I wrote about a description of Brunei in the 1700 the other day (which you can link here http://www.bruneiresources.blogspot.com/2012/04/description-of-brunei-in-1700.html) from a book written by Rev Dr Francis Valentyn who was with the Dutch Reformed Church and was a missionary to the Indies in the late 1600s and early 1700s. He collected a lot of material and published in eight volumes entitled Oud en Niew Oust Indien (The Old and New East Indies) sometimes between 1724 and 1726.
Let me continue what else he wrote about Brunei in the past:
"The general opinion is that the people of the village of Borneo are the richest of the whole island, not only because of the presence of large quantities of gold, but also because of the quality of the gold is higher, being of a purer and better alloy then found anywhere else. They also have the best camphor in the whole of Indies and other sought after precious riches, which are profitably traded, either for money or cloth. The people of Borneo also have extremely beautiful strong perahus some of them 8 to 10 feet in width and 40 to 50 feet long with a large tent built in the middle and manned by 30 to 40 seamen. Inland they have huge forests with good trees and there is no labour problem, so this area is heavily populated."
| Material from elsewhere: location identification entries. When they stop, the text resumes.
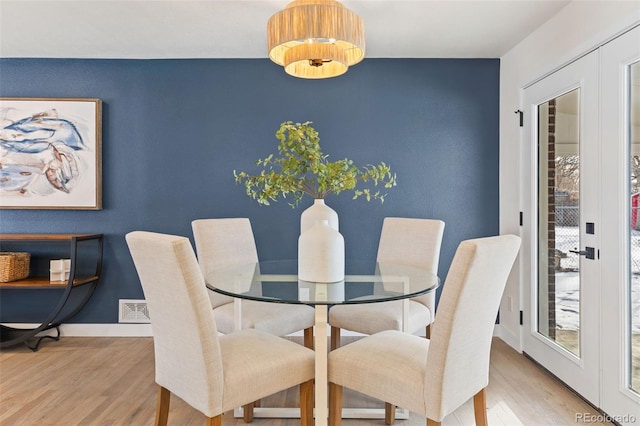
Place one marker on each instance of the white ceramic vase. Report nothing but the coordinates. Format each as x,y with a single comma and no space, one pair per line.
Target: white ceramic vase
321,254
318,211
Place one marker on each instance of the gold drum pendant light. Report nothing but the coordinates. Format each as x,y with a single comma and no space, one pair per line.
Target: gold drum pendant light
315,38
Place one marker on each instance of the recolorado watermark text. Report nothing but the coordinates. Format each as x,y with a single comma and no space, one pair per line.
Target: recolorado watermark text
604,418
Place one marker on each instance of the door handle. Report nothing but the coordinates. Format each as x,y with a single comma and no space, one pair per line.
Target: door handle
588,252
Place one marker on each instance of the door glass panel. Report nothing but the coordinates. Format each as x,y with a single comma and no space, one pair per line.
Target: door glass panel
633,286
558,221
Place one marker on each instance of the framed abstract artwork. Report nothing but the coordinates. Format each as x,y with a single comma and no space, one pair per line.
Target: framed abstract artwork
50,153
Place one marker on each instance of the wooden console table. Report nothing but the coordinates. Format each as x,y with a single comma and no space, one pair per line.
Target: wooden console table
82,281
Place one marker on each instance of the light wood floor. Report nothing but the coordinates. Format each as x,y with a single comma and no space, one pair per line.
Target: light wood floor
110,381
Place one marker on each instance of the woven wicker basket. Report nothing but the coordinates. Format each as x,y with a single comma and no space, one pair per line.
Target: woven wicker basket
13,266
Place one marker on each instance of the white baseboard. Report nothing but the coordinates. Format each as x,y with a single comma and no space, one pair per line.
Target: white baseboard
96,330
508,337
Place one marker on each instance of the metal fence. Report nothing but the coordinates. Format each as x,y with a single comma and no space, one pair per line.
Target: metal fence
568,238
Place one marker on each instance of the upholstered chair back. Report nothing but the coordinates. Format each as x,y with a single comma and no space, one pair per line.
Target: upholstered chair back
413,242
458,361
223,243
187,351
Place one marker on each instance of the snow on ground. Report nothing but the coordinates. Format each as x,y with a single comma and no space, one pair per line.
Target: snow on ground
568,282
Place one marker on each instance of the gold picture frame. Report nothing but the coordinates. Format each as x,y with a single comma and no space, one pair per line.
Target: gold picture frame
51,153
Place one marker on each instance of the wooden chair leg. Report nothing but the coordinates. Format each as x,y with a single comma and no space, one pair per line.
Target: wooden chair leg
308,337
162,409
215,421
389,413
247,412
335,338
306,403
335,404
480,407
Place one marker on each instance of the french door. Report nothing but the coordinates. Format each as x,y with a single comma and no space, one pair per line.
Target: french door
581,175
620,295
561,328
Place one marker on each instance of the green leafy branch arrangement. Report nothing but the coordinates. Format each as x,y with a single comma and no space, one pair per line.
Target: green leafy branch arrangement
301,168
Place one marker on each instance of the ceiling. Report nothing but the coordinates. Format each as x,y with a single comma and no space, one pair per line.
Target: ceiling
146,29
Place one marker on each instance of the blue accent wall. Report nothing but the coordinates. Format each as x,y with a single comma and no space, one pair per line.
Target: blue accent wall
174,131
In the second chapter of the book, Valentyn wrote about the visit of the first Dutchman who came to Brunei in 1600:
"The first Dutchman arriving at the island was Olivier van Noord. He arrived on Dec 26, in they ear 1600, with a ship called the Mauritius and anchored in the large bay of the village of Borneo. In front of the bay he found some islands inhabited by fishemen and about 2 to 3 miles in size. The sea here is rich in fish. The king keeps a flat of armed prahus in these waters to protect the fishermen, to keep the river free of pirates and to keep him informed of happenings, as the village of Borneo is about 2 to 3 miles up the river."
There were more description about the trade between van Noord and the Bruneians. I will post these in the future.